Je les reconnaîtrais entre milles – entre un million, s'il le fallait.
Je m'avachis un peu plus sur ma couverture.
Je les hais.
Je me hais.
La lumière défaillante projetée par les quelques ampoules sales forment des ombres dansantes sur les murs.
- Tas de tocards, je ne vous avais pas dit de me laisser tranquille ?
Rauque d'inutilisation, ma voix est forte, elle résonne dans la grande pièce vide de meubles et mal éclairée.
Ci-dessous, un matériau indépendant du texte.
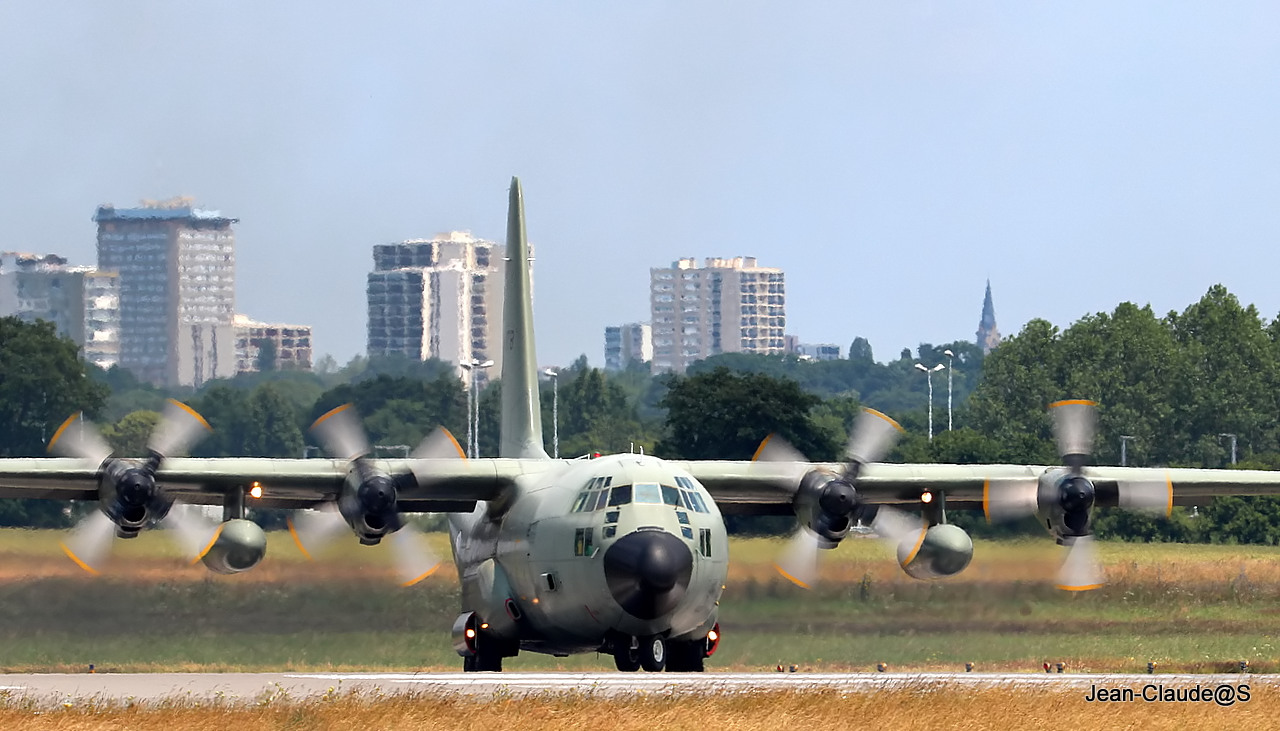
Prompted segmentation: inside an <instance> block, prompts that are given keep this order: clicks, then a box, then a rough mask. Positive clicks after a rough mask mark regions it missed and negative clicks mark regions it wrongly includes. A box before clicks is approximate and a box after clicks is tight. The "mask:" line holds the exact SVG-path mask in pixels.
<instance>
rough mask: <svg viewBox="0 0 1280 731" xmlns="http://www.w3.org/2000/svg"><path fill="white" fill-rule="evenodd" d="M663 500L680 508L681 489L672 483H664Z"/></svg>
mask: <svg viewBox="0 0 1280 731" xmlns="http://www.w3.org/2000/svg"><path fill="white" fill-rule="evenodd" d="M662 502H664V503H666V504H668V506H676V507H677V508H678V507H680V490H677V489H676V488H673V486H671V485H663V486H662Z"/></svg>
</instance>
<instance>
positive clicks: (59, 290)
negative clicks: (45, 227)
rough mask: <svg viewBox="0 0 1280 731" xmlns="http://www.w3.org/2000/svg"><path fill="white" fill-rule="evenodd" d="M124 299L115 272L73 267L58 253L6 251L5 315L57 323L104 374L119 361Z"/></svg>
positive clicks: (3, 255)
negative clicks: (121, 314)
mask: <svg viewBox="0 0 1280 731" xmlns="http://www.w3.org/2000/svg"><path fill="white" fill-rule="evenodd" d="M119 300H120V296H119V285H118V282H116V279H115V277H114V275H111V274H109V273H101V271H96V270H93V268H91V266H69V265H68V264H67V259H64V257H61V256H58V255H56V253H46V255H35V253H18V252H12V251H6V252H0V316H10V315H12V316H15V317H18V319H20V320H24V321H28V323H33V321H36V320H46V321H49V323H52V324H54V326H55V328H56V329H58V334H60V335H64V337H68V338H70V339H72V341H74V342H76V344H77V346H79V347H81V352H82V356H83V358H84V360H86V361H88V362H91V364H93V365H97V366H100V367H104V369H108V367H111V366H113V365H115V364H116V361H118V358H119V329H120V305H119Z"/></svg>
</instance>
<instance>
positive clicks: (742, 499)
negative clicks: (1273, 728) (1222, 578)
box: [678, 460, 1280, 515]
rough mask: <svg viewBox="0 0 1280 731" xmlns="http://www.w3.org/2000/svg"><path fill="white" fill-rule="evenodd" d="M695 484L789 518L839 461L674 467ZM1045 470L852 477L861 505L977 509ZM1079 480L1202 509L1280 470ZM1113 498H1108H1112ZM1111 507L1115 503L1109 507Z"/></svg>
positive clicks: (1185, 472)
mask: <svg viewBox="0 0 1280 731" xmlns="http://www.w3.org/2000/svg"><path fill="white" fill-rule="evenodd" d="M678 466H680V467H682V469H685V470H687V471H689V472H690V474H691V475H692V476H694V478H696V479H698V481H699V483H701V484H703V485H704V486H705V488H707V490H708V492H709V493H710V494H712V498H714V499H716V503H717V504H718V506H719V507H721V511H722V512H724V513H727V515H791V502H792V499H794V497H795V493H796V490H797V489H799V486H800V480H801V479H803V478H804V475H805V474H808V472H809V471H812V470H822V471H829V472H832V474H838V472H840V470H841V469H842V467H844V465H840V463H808V462H735V461H709V460H708V461H690V462H678ZM1061 469H1062V467H1057V466H1046V465H897V463H884V462H879V463H872V465H867V466H864V467H863V469H861V471H860V474H859V476H858V493H859V495H861V497H863V499H865V501H867V502H868V503H877V504H899V506H900V507H910V506H913V504H919V503H920V495H922V494H924V493H925V492H929V493H934V494H938V493H941V494H943V495H945V497H946V504H947V507H948V508H955V510H983V506H984V503H986V501H987V499H988V498H989V497H991V495H992V494H995V493H997V492H998V490H1010V489H1016V488H1018V486H1024V485H1027V484H1028V483H1036V481H1037V480H1039V478H1041V475H1044V474H1047V472H1051V471H1056V470H1061ZM1084 474H1085V476H1087V478H1088V479H1089V480H1091V481H1092V483H1093V485H1094V488H1096V489H1097V490H1098V495H1100V504H1107V502H1108V499H1107V498H1108V495H1115V494H1116V490H1117V486H1119V485H1120V484H1125V483H1128V484H1148V485H1164V486H1165V489H1167V490H1169V494H1170V506H1175V504H1180V506H1192V504H1206V503H1207V502H1208V501H1210V499H1212V498H1215V497H1219V495H1280V471H1275V472H1272V471H1265V470H1196V469H1180V467H1172V469H1142V467H1085V470H1084ZM1112 499H1114V498H1112ZM1111 504H1115V502H1111Z"/></svg>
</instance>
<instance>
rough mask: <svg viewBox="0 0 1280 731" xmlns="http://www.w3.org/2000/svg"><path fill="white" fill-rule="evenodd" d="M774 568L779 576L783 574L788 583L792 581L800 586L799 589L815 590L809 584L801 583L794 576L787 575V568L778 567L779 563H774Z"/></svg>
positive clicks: (811, 586) (782, 574)
mask: <svg viewBox="0 0 1280 731" xmlns="http://www.w3.org/2000/svg"><path fill="white" fill-rule="evenodd" d="M773 568H774V570H776V571H777V572H778V574H781V575H782V577H783V579H786V580H787V581H790V582H792V584H795V585H796V586H799V588H801V589H812V588H813V586H810V585H809V584H806V582H804V581H801V580H799V579H796V577H795V576H792V575H790V574H787V571H786V570H785V568H782V567H781V566H778V565H777V563H774V565H773Z"/></svg>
La colère que je ressens est presque palpable tant elle est présente.
Je ne sais pas contre qui je suis en colère.
Contre eux, de venir me voir alors que je ne suis qu'un horrible monstre ?
Contre lui, car il n'a pas tenu sa promesse et car je l'aime toujours autant, même à moitié cinglé ?
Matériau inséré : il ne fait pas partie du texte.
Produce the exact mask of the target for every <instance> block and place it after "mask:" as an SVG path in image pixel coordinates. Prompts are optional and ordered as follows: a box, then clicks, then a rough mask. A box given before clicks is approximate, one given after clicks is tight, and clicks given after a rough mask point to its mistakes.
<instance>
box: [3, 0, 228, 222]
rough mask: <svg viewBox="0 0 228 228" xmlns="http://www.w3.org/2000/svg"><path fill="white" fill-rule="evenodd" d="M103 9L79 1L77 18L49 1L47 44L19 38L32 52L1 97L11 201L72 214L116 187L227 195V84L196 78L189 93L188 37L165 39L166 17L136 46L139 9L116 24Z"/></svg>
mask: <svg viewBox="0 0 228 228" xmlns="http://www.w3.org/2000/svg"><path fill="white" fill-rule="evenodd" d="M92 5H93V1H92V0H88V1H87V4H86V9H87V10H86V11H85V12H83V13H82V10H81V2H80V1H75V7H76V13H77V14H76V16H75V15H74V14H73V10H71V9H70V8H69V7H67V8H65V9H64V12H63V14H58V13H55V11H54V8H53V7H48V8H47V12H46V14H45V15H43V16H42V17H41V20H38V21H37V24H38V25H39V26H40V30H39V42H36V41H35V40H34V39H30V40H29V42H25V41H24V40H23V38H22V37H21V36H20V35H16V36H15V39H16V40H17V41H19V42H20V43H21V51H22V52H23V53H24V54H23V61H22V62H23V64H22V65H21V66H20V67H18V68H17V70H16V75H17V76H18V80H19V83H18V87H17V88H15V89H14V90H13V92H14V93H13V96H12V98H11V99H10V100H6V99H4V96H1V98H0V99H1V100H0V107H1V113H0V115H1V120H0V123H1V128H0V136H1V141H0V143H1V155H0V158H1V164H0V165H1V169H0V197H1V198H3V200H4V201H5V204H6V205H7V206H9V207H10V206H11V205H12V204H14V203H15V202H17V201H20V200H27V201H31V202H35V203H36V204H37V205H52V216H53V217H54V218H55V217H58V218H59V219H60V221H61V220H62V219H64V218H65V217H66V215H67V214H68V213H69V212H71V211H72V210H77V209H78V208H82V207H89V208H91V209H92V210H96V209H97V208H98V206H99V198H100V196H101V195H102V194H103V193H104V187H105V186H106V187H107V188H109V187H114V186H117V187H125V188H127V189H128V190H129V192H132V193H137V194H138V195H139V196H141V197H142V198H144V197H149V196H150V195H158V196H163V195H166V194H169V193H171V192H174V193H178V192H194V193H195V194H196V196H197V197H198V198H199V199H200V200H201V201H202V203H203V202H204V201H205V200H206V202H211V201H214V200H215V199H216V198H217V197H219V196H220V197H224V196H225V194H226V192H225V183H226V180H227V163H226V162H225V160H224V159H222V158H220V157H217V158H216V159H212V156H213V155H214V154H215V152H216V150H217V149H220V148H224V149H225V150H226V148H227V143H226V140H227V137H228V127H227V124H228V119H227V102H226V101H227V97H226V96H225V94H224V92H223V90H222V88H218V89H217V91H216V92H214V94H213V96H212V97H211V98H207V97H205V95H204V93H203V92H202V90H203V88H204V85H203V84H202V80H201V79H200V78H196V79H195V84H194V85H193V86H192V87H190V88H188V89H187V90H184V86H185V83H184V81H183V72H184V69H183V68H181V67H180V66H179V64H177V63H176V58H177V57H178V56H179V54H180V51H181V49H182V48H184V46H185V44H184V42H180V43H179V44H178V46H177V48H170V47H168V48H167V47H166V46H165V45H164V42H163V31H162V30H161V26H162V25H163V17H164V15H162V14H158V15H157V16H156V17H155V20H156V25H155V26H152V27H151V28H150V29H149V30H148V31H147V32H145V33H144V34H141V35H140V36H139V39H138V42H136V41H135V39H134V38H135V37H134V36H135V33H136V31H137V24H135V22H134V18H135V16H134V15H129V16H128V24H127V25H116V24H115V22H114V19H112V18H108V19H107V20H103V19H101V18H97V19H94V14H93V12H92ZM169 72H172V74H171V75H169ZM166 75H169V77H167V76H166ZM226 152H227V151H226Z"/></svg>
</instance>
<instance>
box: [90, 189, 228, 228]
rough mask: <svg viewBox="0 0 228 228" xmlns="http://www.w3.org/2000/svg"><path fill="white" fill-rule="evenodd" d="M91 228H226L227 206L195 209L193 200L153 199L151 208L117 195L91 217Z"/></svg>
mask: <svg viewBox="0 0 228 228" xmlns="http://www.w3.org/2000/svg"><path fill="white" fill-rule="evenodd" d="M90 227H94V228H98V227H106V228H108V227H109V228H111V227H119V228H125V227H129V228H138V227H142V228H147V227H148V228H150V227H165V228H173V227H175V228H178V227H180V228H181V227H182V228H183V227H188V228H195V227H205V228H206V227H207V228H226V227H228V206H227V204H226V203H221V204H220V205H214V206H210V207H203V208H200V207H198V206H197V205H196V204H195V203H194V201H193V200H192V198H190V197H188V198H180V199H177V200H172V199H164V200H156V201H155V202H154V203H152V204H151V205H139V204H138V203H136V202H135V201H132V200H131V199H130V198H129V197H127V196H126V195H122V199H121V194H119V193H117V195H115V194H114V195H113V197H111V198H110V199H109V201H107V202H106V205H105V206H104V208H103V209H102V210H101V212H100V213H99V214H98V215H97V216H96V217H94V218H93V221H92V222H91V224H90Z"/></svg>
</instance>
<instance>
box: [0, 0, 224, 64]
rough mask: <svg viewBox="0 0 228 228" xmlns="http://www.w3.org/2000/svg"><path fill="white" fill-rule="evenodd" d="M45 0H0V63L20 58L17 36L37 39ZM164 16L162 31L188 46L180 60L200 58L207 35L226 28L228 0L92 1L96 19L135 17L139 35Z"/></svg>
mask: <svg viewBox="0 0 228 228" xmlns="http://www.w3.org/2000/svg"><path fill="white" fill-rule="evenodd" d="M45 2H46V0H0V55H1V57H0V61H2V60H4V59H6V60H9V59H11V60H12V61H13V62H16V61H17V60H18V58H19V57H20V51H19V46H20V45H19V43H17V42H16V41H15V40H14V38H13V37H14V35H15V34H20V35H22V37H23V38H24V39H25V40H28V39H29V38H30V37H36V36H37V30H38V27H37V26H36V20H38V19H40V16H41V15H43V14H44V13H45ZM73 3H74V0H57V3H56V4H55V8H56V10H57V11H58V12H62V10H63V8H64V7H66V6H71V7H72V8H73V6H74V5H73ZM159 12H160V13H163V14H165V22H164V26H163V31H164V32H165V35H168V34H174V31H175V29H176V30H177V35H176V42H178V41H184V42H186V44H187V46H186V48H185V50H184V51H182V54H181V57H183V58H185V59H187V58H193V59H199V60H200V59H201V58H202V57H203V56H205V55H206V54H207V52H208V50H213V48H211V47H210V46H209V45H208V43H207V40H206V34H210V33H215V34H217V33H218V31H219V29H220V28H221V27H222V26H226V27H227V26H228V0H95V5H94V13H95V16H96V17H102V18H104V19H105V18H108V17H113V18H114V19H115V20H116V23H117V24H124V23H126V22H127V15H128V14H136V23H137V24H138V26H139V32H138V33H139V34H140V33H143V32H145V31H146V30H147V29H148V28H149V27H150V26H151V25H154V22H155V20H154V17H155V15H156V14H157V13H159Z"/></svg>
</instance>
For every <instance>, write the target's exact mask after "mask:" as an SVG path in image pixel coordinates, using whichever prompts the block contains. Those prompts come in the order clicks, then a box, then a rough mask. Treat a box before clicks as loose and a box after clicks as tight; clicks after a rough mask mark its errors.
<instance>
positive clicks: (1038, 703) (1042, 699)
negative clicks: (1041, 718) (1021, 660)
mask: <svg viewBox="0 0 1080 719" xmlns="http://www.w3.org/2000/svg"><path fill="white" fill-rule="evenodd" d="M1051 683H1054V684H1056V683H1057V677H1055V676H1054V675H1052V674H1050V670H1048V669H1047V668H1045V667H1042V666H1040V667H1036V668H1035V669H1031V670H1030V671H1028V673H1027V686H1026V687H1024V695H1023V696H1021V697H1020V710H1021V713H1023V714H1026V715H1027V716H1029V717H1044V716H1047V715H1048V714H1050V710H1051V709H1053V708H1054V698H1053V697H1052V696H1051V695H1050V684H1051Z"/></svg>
Contre moi, d'être aussi dégoûtant ?
- Il faut qu'on te parle, me dit Minho en s'approchant.
Je ne me retourne pas.
Ils ne doivent pas me voir.
- Pas plus près, je lance à Minho, menaçant.
Il s'arrête net.
- Ces salopards ne m'ont pas amené ici sans raison. Ils me prenaient pour une saleté d'immunisé planqué dans ce foutu berg. Imaginez leur tête quand ils ont vu que j'avais la Braise. Il paraît qu'ils ont rempli leur devoir civique en me larguant dans ce trou à rat.
Avec la force du désespoir, j'ai réussi à aligner plus de deux phrases cohérentes.
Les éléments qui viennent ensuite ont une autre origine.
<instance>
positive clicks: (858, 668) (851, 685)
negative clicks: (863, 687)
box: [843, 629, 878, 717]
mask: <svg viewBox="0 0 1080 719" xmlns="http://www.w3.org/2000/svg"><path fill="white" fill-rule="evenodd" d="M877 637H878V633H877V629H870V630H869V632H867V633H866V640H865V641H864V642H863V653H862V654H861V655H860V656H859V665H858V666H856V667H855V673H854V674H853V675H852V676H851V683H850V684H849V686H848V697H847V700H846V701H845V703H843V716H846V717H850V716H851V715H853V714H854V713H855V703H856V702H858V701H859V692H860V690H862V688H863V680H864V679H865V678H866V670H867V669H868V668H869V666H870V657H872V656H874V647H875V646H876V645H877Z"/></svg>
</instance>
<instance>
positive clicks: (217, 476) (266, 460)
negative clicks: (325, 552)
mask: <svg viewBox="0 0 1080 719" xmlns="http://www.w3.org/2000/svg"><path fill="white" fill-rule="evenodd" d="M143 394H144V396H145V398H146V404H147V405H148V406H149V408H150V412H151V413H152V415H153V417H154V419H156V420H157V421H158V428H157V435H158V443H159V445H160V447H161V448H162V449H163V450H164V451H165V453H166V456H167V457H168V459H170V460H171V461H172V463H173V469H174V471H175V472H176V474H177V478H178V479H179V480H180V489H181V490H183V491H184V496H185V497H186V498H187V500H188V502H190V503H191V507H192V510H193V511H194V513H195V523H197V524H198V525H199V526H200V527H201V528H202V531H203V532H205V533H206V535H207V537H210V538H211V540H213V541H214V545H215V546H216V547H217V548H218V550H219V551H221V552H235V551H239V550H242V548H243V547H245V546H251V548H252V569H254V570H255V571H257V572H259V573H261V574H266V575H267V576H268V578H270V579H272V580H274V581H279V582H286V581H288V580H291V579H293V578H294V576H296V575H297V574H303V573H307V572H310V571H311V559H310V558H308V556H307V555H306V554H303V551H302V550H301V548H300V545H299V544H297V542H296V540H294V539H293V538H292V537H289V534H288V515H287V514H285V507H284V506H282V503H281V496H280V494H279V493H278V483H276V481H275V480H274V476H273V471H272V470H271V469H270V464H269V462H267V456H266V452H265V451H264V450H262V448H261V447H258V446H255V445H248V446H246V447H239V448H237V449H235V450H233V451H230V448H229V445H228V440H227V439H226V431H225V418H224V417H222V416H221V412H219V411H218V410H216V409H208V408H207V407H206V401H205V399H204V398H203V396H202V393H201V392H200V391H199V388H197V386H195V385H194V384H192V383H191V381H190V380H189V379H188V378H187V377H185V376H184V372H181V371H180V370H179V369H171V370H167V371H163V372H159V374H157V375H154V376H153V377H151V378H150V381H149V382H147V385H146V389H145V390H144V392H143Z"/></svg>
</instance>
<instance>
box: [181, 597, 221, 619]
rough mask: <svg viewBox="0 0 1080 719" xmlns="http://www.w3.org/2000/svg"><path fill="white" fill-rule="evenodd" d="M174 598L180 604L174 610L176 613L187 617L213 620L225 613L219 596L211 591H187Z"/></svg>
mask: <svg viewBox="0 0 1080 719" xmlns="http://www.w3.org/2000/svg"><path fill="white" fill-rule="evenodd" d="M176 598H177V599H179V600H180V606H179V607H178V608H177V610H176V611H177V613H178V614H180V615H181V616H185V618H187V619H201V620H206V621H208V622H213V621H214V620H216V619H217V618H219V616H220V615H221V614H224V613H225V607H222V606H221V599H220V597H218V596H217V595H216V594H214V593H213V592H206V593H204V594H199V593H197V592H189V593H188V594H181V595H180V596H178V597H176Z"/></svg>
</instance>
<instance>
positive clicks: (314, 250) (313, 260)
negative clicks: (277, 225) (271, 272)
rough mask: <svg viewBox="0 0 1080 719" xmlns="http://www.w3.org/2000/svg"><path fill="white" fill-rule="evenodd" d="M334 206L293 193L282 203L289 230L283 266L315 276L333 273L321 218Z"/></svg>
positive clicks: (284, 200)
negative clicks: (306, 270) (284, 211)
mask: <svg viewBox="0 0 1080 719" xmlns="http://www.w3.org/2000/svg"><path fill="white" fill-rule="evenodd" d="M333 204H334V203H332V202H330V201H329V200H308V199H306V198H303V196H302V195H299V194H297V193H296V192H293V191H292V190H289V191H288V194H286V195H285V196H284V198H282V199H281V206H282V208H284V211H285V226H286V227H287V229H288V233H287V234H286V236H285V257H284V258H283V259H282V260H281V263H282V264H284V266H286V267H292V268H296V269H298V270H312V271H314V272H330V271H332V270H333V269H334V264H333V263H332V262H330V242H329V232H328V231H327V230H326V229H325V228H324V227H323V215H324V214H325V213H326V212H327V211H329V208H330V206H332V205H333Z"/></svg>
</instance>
Sans crier. Sans plaintes. Sans pleurer comme un gamin.
- Pourquoi crois-tu qu'on est là, Newt ? Je suis désolé que tu aies dû rester dans le berg et que tu te sois fais prendre. Je suis désolé que tu te sois retrouvé ici. Mais viens avec nous. S'il te plaît. On peut te faire sortir, tu sais ? Viens avec nous et...-
Je me pivote lentement vers eux.
Tant pis. Ils me verront.
Thomas et Minho se tiennent côte à côte, à seulement quelques mètres de moi, tandis que Brenda et Jorge se tiennent légèrement en retrait.
Je brandis mon lanceur sur eux, l'index appuyé fermement sur la gâchette. Mon bras tendu tremble compulsivement.
Mon visage prend un rictus de dégoût. Je sens la boîte de verre qui contient toute l'amertume et la colère accumulée envers eux se fissurer.
- Tu dois toujours jouer aux petits héros, hein, Tommy ? Tu peux pas juste te contenter de me tirer une balle, il faut que toujours que tu cherches à me sauver.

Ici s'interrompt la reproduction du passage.